Books have an odd, forced habit. They pretend to end, but life refuses to cooperate.
When I began writing these pages, I thought I was simply putting my memories in order—stacking them like old case papers in a neat steel cabinet. What actually happened was the reverse: the memories began rearranging me. They reminded me of things I had forgotten and of people I had taken for granted while I was busy being “useful.”
I have lived most of my life inside institutions—classrooms, wards, ICUs, committee rooms, and the occasional meeting that could have been an email. I have watched medicine change its clothes many times: from the era of clinical judgment to the era of investigations, then to the era of protocols, and now to the age of apps, coaching classes, AI, and five-second attention spans.
The tools have changed. The jargon has shifted. But I have realized that the anxiety in a patient’s eyes—that silent plea for reassurance—remains exactly the same.
I used to believe that if you worked hard and meant well, things would turn out fine. That was youthful optimism. Later, I replaced it with a more mature philosophy: work hard, mean well, and accept that the universe has its own timetable. It is not always polite enough to consult you.
Sevagram, however, has been generous. It gave me purpose, friendships, and a home that slowly became more than bricks. It gave me colleagues who became family and students who, for reasons I still don’t fully understand, continue to stay in touch long after they stopped needing me. It gave me enough stories to last several lifetimes, though I suspect I have shared only a fraction.

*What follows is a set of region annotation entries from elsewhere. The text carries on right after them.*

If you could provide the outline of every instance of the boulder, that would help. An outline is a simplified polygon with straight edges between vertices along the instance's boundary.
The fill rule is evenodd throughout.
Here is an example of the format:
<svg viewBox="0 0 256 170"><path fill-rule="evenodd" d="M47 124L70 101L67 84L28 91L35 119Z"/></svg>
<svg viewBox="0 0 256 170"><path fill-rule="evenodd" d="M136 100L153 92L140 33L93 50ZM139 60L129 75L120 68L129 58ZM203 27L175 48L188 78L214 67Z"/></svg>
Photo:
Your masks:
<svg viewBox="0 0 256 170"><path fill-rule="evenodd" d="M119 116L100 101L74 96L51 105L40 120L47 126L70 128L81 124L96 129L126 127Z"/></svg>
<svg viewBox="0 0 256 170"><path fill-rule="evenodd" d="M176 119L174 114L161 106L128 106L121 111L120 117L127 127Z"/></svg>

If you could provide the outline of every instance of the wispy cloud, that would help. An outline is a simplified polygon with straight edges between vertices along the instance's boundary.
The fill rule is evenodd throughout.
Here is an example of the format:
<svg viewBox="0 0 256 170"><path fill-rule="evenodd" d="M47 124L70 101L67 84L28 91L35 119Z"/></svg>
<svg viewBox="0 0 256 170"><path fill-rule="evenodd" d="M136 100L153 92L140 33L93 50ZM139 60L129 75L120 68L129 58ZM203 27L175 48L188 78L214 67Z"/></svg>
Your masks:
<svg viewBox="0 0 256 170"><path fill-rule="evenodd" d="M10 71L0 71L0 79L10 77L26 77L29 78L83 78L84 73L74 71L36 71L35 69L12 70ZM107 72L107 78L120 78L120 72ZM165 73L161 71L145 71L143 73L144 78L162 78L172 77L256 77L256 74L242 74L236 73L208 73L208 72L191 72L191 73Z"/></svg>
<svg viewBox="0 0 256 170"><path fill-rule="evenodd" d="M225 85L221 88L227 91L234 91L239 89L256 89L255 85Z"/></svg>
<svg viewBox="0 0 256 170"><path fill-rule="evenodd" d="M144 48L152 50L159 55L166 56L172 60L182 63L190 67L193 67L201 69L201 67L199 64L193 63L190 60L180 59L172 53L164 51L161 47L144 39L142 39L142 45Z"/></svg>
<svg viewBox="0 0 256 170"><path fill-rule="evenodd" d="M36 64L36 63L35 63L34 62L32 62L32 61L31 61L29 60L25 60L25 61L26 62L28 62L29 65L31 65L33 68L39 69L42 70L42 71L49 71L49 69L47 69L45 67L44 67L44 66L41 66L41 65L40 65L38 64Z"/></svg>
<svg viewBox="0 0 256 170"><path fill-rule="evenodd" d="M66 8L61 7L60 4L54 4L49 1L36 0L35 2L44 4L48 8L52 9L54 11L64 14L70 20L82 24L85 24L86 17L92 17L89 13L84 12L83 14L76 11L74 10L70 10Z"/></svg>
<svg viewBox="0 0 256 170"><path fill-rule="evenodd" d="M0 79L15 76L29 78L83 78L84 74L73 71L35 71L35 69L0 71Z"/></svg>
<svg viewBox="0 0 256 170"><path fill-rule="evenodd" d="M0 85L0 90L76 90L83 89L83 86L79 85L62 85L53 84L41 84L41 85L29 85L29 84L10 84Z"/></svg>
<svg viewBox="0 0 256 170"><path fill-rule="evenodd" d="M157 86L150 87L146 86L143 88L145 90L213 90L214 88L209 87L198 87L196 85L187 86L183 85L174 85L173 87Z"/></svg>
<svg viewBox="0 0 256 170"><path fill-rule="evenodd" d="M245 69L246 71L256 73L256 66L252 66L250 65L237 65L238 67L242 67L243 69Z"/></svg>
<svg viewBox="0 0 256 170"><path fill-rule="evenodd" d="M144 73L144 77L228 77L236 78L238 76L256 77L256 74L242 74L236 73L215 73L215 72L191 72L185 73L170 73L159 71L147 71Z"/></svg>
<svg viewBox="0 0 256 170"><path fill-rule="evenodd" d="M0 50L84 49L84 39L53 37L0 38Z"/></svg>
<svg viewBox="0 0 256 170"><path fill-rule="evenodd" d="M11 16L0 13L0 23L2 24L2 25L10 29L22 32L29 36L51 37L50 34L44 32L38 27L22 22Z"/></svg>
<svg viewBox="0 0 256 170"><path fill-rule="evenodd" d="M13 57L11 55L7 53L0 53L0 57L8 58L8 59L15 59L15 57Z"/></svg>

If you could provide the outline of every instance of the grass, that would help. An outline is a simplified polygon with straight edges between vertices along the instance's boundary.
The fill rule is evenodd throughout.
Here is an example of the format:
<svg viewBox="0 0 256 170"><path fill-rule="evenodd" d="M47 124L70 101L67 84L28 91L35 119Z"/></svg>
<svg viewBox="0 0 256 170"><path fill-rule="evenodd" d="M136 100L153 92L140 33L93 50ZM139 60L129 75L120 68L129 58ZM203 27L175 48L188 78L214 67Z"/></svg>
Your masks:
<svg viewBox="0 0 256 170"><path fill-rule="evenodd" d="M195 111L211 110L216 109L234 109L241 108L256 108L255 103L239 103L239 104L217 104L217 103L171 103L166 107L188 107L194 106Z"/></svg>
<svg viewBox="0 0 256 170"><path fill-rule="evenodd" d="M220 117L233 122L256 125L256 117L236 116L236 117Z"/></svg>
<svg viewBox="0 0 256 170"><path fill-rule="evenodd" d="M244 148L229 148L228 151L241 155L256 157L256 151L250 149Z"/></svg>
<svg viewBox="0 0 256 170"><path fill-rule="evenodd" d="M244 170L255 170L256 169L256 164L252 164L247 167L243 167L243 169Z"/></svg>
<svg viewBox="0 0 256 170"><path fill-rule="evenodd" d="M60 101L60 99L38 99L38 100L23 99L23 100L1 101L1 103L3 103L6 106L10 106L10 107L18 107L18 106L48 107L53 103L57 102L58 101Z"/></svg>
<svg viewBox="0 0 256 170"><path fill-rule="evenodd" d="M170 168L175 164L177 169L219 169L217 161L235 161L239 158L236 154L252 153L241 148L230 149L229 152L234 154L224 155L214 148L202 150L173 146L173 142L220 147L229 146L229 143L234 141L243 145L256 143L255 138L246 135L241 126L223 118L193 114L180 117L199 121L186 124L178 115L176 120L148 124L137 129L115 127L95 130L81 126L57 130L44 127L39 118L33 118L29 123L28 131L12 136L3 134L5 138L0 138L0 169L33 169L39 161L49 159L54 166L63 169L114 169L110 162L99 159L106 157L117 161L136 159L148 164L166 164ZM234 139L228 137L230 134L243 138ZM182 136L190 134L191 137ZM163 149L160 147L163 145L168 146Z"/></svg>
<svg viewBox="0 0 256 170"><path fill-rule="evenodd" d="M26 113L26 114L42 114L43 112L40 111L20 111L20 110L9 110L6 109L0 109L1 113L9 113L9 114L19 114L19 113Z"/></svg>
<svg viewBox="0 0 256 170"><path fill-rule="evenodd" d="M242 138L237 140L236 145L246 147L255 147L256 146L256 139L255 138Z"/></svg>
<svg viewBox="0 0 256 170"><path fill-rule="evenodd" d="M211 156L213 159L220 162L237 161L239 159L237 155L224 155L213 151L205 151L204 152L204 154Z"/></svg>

Age has been a mixed bag. It has made my memory occasionally misplace a name. But it has also done something unexpected: it has made me less anxious about being right all the time. There is a quiet freedom in admitting, with a straight face, that you don’t know everything. In medicine, this is called wisdom. In ordinary life, it is called survival.
I have also learned that families are not built on perfect harmony; they are built on imperfect people who keep showing up. Bhavana has done that for decades, with a level of patience that should qualify as a national resource. My children have grown into adults who now teach me as much as I once tried to teach them. My grandchildren have brought a brand of joy that arrives without warning and leaves no room for self-pity. Even our dogs have played their part—simply by making the house feel alive.
As for me, I remain what I have always been: a slightly overworked man who reads too much and spends far more time at his desktop than his wife, children, and grandchildren would like. I treat breakfast and lunch as optional distractions, and I possess a unique talent for letting my tea turn cold—at least until a sharp signal from Bhavana arrives from the kitchen.
I still worry a little. To keep the worry at bay, I have developed new obsessions: documenting the history of this institute, writing stories about people who matter (and a few who don’t), and maintaining a steady stream of thoughts on Facebook and Twitter. Between deciphering the mysteries of income tax returns, managing investments, and the occasional bicycle ride, I have realized one thing: I have never been good at sitting still. I suspect I will continue to be bad at it.
If you are looking for a moral at the end of this book, I am afraid I don’t have one. Medicine has cured me of the need for grand philosophies. But I do have a small conclusion, borrowed from the ward and applied to life:
You do what you can. You do it honestly. And you try not to make things worse.
That, in my experience, is already an achievement.
The sun rises. The patients wait. We begin again.